Le hasard l'avait placé sur une ligne où le Di Specta d'en face manquait à l'appel. Il y avait eu pas mal de chutes au mouvement précédent. L'équipe Di Specta comptait trois vides. En revanche, il avait le soleil dans les yeux. L'envie de filer en diagonale et d'attaquer le premier adversaire qui se présenterait le tenailla une seconde ; mais il résista. Un Jim Joren se méfie des coups d'éclat et des exploits inutiles. Il suivit tranquillement sa ligne et termina sa course au petit pas, sans risque… Quand il se retourna, il vit Cynthia immobile à trois ou quatre mètres seulement de sa ligne de départ, les muscles raidis et, autant qu'il put en juger de profil à une dizaine de mètres, pâle et les yeux fermés. Les yeux fermés à cause du vide et non du soleil qu'elle avait dans le dos…

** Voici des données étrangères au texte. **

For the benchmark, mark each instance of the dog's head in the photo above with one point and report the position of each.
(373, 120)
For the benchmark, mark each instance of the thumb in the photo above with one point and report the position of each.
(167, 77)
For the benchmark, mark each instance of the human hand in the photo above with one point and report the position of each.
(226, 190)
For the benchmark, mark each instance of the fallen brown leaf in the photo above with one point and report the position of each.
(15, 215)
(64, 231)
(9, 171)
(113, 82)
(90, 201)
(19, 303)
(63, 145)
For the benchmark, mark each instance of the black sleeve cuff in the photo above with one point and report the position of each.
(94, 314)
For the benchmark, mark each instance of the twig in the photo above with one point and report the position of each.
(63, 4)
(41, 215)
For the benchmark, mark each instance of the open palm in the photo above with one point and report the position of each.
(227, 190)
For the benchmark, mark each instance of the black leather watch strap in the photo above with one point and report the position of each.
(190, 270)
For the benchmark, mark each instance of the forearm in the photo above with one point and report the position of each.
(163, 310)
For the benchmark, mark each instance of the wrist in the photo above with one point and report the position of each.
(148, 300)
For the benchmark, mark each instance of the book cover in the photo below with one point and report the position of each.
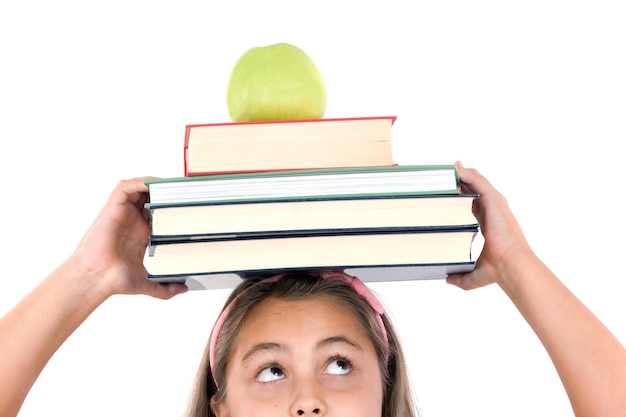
(188, 222)
(364, 273)
(312, 183)
(384, 247)
(287, 144)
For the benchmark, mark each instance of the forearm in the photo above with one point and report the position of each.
(36, 327)
(590, 361)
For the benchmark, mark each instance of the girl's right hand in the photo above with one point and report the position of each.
(111, 253)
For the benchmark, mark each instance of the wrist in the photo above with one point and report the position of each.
(92, 287)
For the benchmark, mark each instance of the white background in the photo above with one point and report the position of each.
(530, 93)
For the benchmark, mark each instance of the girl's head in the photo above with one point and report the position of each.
(302, 344)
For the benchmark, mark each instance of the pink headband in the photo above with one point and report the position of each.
(356, 283)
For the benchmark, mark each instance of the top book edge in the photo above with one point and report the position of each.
(339, 119)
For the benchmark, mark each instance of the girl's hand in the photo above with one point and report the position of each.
(112, 251)
(503, 236)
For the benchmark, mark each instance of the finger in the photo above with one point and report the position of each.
(129, 190)
(164, 291)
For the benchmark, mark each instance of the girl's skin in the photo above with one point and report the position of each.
(305, 357)
(109, 260)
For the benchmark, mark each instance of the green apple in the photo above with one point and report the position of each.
(275, 82)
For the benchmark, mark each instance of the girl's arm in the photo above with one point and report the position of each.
(108, 260)
(590, 361)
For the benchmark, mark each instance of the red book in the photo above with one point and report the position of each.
(288, 144)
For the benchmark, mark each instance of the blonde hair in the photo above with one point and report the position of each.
(397, 395)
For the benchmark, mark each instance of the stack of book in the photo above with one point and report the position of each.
(263, 197)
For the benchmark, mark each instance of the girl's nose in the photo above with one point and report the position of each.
(308, 399)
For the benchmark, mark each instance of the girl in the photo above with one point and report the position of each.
(317, 344)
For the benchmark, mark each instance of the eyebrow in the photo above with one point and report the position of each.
(276, 347)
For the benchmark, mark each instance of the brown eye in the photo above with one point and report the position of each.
(339, 366)
(270, 373)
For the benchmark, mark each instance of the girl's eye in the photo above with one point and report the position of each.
(269, 374)
(339, 366)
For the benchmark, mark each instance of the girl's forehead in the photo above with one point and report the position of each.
(313, 311)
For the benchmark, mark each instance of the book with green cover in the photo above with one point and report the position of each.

Non. Elle n'était pas tout à fait immobile. Elle avançait centimètre par centimètre, en tâtant la passerelle avec la pointe du pied. Un léger vent soulevait les vagues brunes de sa chevelure qui couvrait ses épaules et son cou d'une noire et luisante fourrure. Curieux. Il n'arrivait pas à l'imaginer en blond Marilyn… Elle était plutôt petite pour une Di Specta. Il était toujours difficile de modifier dans des proportions importantes la taille d'une personne adulte. Mais on avait commencé à renforcer son ossature et à durcir ses muscles. Sans doute avait-on aussi ovalisé son visage pour lui donner le style du modèle. De même, son caractère avait dû être renforcé — puisqu'on parle de “force de caractère” et les Di Specta n'en manquaient pas — et d'une certaine façon “ovalisé” en gommant les aspérités et en arrondissant les angles. À la fin de sa modélisation, Cynthia Lem serait devenue un être humain efficace, responsable, une compagne fidèle, une sportive accomplie et une femme heureuse… avec cette dose un peu forte d'égocentrisme qui était le trait dominant des Di Specta. Mais à mi-stage, rien n'était acquis pour elle. Et tout pouvait sombrer d'une minute à l'autre.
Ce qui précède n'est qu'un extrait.